Fortunately, Bieri and her family, which includes her brother Jacob, are surrounded by love during these difficult days, including from ISU sororities and fraternities. In recent weeks, organizations have come together to show support for Bieri in the form of fundraisers.
“My husband and I were both Greek, so we know all the good things about Greek life, but the reality is that Greek life has such a bad reputation,” says Tamberlyn.

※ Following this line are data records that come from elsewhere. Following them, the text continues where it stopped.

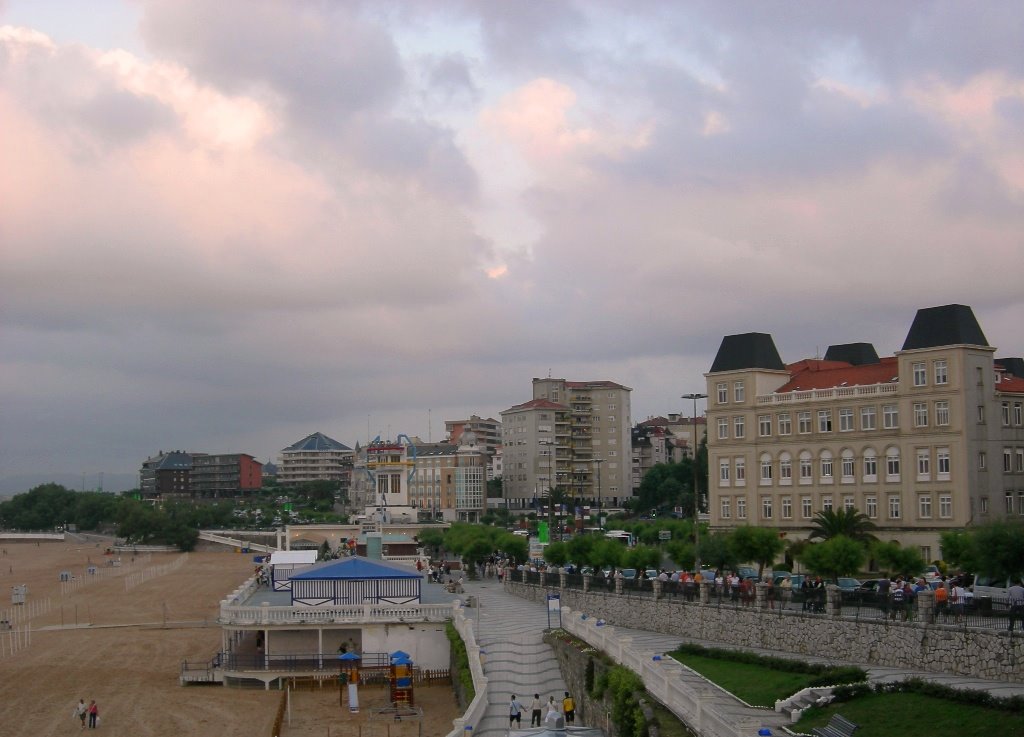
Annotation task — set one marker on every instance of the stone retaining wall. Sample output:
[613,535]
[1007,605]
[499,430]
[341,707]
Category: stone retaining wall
[915,646]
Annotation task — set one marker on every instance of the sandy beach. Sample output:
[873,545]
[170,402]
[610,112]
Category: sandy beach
[119,637]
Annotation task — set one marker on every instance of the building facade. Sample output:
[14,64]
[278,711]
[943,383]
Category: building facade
[316,458]
[218,475]
[927,440]
[558,438]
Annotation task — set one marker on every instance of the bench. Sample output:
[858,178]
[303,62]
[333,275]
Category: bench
[839,726]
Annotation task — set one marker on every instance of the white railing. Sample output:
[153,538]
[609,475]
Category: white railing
[834,393]
[248,615]
[477,707]
[699,706]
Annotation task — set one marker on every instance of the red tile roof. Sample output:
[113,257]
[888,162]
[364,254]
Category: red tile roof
[813,374]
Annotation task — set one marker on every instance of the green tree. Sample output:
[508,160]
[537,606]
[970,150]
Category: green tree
[999,549]
[835,557]
[849,523]
[894,559]
[759,545]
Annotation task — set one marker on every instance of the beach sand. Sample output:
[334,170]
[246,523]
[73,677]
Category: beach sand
[93,639]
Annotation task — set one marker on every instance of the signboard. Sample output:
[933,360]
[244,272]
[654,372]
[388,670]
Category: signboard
[554,608]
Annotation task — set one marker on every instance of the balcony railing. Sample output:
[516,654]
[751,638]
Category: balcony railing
[825,394]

“To see not only her sorority, but the fraternities and other sororities rally around her was overwhelming and makes me so proud of the Greek community. It’s family no matter what house you’re in.”
Olivia Bieri with her sorority sisters at Illinois State University.
Tamberlyn Bieri
Currently, a group of Biera’s supporters is working hard to find a bone marrow donor that could ultimately save her life. A recent bone marrow drive organized by Kappa Kappa Gamma was attended by over 120 students, and another bone marrow drive will be held on April 20 at St. Louis.
Her family also set up a GoFundMe.
“Chemotherapy won’t cure her,” explains Tamberlyn, whose daughter is now at home but will return to the hospital twice a week for chemotherapy and blood tests until she is deemed ready for a bone marrow transplant. “Her only way to be cured is a bone marrow transplant.”
And if all goes as Bieri hopes, she’ll get that bone marrow transplant and finally go back to school in the fall.
“I’m supposed to be living in the house next year and I’m just hoping and praying I can do that,” Bieri says quietly. “What I miss the most right now is being at school. I’d rather worry about tests than cancer.”